Department of Politics, Languages & International Studies

Sexual Violence against Men (in conflict)

Professor Marysia Zalewski, Professor of International Relations, University of Cardiff

3 November 2016

Marysia Zalewski

Marysia Zalewski presents to the cluster



The incidence of sexual violence in conflict is clearly most typically associated with that perpetrated on women. Though traditionally understood to be inevitable, of late (relatively) the tools of feminist theory have been used to demonstrate the political character of this kind of violence. In the context of international security, one of the most familiar renditions of this is the 'rape as a weapon of war' argument. Conversely, the incidence of sexual violence against men, although also a very familiar violent practice in conflict over many centuries has received far less attention – regularly 'relegated to a footnote'. More recently however, robust calls have been made to raise the issue of sexual violence against men nearer to the top of international security agendas, or at least to level out the 'gendered attention' to this form of violence. Is this a simple question of 'gender inclusion'? Men are a 'gender too' after all. Yet if, as decades of theorising has shown, gender works hierarchically, what impact might the 'levelling out' of gendered attention to this manner of violence have?
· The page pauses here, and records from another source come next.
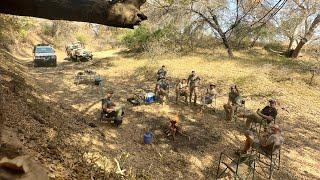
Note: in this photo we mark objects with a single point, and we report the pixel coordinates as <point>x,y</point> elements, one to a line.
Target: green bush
<point>274,46</point>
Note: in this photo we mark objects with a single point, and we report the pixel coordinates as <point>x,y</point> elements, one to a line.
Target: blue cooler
<point>150,98</point>
<point>147,138</point>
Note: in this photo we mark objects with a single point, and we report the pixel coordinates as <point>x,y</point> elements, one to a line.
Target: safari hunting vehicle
<point>77,52</point>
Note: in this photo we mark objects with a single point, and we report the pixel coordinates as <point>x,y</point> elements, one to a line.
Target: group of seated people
<point>187,88</point>
<point>270,139</point>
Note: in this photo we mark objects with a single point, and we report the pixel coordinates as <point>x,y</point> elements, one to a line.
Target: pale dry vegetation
<point>257,73</point>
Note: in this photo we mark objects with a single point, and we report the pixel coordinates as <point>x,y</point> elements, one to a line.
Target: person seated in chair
<point>210,94</point>
<point>182,90</point>
<point>233,102</point>
<point>161,90</point>
<point>193,81</point>
<point>162,73</point>
<point>266,143</point>
<point>265,116</point>
<point>173,127</point>
<point>110,109</point>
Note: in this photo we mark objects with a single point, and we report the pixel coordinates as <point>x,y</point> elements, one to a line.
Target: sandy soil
<point>196,157</point>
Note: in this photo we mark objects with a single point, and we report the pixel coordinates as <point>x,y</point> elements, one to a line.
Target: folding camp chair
<point>258,126</point>
<point>241,106</point>
<point>212,105</point>
<point>245,159</point>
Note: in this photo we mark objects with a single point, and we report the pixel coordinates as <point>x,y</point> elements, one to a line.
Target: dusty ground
<point>71,142</point>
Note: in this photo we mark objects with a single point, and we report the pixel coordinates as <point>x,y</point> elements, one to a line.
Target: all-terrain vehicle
<point>44,55</point>
<point>77,52</point>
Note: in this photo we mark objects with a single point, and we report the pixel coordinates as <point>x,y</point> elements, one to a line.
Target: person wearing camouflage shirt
<point>233,102</point>
<point>162,73</point>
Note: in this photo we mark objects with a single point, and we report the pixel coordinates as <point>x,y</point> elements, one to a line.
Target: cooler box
<point>150,98</point>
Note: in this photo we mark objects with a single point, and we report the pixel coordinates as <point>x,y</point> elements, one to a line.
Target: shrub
<point>274,46</point>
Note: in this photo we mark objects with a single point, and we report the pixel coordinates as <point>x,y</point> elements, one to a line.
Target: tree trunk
<point>253,43</point>
<point>115,13</point>
<point>227,46</point>
<point>307,37</point>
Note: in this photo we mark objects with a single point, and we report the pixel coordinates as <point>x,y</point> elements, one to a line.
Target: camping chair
<point>258,126</point>
<point>166,98</point>
<point>240,106</point>
<point>233,167</point>
<point>109,117</point>
<point>269,161</point>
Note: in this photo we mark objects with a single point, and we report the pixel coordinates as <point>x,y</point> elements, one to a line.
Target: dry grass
<point>260,76</point>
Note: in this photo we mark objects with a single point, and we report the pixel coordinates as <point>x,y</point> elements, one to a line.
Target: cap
<point>272,101</point>
<point>109,92</point>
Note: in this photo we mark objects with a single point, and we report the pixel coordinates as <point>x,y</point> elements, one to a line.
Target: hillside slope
<point>55,121</point>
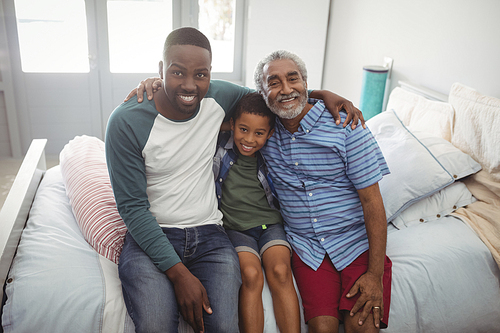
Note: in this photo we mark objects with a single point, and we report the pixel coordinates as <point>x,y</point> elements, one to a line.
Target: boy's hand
<point>151,85</point>
<point>191,296</point>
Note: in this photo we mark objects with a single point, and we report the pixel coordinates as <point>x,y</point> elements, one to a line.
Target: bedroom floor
<point>8,170</point>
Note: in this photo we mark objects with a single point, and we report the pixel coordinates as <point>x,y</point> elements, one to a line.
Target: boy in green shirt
<point>251,217</point>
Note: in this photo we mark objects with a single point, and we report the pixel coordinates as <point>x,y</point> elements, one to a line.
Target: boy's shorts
<point>323,292</point>
<point>257,240</point>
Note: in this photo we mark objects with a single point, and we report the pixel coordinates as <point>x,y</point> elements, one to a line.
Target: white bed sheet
<point>444,277</point>
<point>57,282</point>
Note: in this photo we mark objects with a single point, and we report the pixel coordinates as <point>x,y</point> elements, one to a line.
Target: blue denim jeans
<point>149,295</point>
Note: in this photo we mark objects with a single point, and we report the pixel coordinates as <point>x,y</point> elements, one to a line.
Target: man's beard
<point>285,112</point>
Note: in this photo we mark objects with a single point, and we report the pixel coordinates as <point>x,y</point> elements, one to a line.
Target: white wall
<point>294,25</point>
<point>434,43</point>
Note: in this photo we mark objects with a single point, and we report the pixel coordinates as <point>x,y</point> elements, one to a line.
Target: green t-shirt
<point>244,203</point>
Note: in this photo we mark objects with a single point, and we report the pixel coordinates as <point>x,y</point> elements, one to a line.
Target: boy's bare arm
<point>335,103</point>
<point>370,284</point>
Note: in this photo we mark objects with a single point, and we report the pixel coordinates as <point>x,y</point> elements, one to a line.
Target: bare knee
<point>252,278</point>
<point>280,274</point>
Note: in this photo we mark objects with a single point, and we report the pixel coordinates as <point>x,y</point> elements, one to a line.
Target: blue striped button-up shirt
<point>316,172</point>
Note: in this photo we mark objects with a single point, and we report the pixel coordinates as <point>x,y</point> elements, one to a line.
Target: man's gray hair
<point>277,55</point>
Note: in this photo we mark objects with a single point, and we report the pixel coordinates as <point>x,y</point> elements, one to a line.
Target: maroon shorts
<point>323,292</point>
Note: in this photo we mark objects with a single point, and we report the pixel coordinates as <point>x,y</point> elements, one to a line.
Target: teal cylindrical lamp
<point>373,90</point>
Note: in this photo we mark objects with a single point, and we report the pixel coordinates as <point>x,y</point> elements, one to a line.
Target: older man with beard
<point>326,176</point>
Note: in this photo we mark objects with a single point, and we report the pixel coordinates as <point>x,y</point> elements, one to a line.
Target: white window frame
<point>185,13</point>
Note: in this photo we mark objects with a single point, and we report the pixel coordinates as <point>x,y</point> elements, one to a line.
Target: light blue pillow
<point>416,172</point>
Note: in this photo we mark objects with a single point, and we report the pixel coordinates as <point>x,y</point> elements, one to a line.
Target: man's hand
<point>191,296</point>
<point>335,103</point>
<point>150,85</point>
<point>371,288</point>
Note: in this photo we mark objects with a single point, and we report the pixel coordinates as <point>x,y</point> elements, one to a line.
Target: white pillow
<point>421,113</point>
<point>415,172</point>
<point>477,126</point>
<point>435,207</point>
<point>57,282</point>
<point>459,164</point>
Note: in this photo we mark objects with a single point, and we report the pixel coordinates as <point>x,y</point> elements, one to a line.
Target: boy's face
<point>251,132</point>
<point>186,76</point>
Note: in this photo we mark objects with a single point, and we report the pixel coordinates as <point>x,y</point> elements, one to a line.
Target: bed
<point>61,236</point>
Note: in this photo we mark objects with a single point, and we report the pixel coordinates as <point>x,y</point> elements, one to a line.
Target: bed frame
<point>15,210</point>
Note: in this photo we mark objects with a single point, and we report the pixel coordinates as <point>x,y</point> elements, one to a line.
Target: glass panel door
<point>136,32</point>
<point>52,36</point>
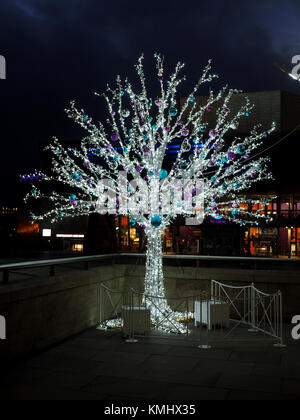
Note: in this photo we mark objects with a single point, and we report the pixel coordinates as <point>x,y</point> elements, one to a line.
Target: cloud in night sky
<point>57,50</point>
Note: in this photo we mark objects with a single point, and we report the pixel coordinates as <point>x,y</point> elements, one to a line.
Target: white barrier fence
<point>223,314</point>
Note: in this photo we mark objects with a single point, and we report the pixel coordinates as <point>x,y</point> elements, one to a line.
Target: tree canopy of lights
<point>135,139</point>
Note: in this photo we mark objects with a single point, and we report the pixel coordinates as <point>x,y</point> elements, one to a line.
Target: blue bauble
<point>184,165</point>
<point>156,221</point>
<point>163,174</point>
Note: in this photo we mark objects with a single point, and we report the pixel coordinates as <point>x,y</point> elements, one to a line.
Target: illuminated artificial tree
<point>135,139</point>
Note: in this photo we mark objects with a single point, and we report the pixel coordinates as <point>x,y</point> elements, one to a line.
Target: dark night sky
<point>57,50</point>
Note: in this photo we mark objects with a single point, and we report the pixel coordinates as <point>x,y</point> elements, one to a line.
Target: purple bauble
<point>213,134</point>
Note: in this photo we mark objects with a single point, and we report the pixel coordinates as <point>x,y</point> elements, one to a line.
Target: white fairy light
<point>135,138</point>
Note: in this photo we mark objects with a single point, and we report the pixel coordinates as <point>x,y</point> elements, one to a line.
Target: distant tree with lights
<point>134,140</point>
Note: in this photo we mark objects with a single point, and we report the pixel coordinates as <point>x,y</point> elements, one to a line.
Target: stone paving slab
<point>99,365</point>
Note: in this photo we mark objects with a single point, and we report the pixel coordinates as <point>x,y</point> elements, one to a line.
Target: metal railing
<point>250,263</point>
<point>223,314</point>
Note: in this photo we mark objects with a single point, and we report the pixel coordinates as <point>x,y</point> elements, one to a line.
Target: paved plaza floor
<point>99,365</point>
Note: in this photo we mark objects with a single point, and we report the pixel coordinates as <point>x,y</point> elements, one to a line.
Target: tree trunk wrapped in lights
<point>134,141</point>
In this paper Professor Marysia Zalewski unpacked these questions to consider what we can learn about the relationship between gender, power and international security.

About the speaker

Marysia Zalewski is Professor of International Relations at Cardiff University. Her research focuses on feminist enquiry and she is currently working on critical projects on sexual violence against men, the future of sexual violence, sexed violence and terrorism, performance and knowledge production in international politics and creative writing in IR. Key publications include her 2013 book Feminist International Relations: Exquisite Corpse (Routledge), the ‘Man Question’ books (with Jane Parpart) and a range of essays including most recently those co-authored with Maria Stern (‘ Feminist Fatigue(s): reflections on feminism and familiar fables of militarization’ The Review of International Studies, 2009) and Anne Sisson Runyan (‘Taking Feminist Violence Seriously in Feminist International Relations’ International Feminist Journal of Politics, 2013 and ‘Unthinking sexual violence in a neoliberal age of spectacular terror’, Critical Studies on Terrorism, 2015).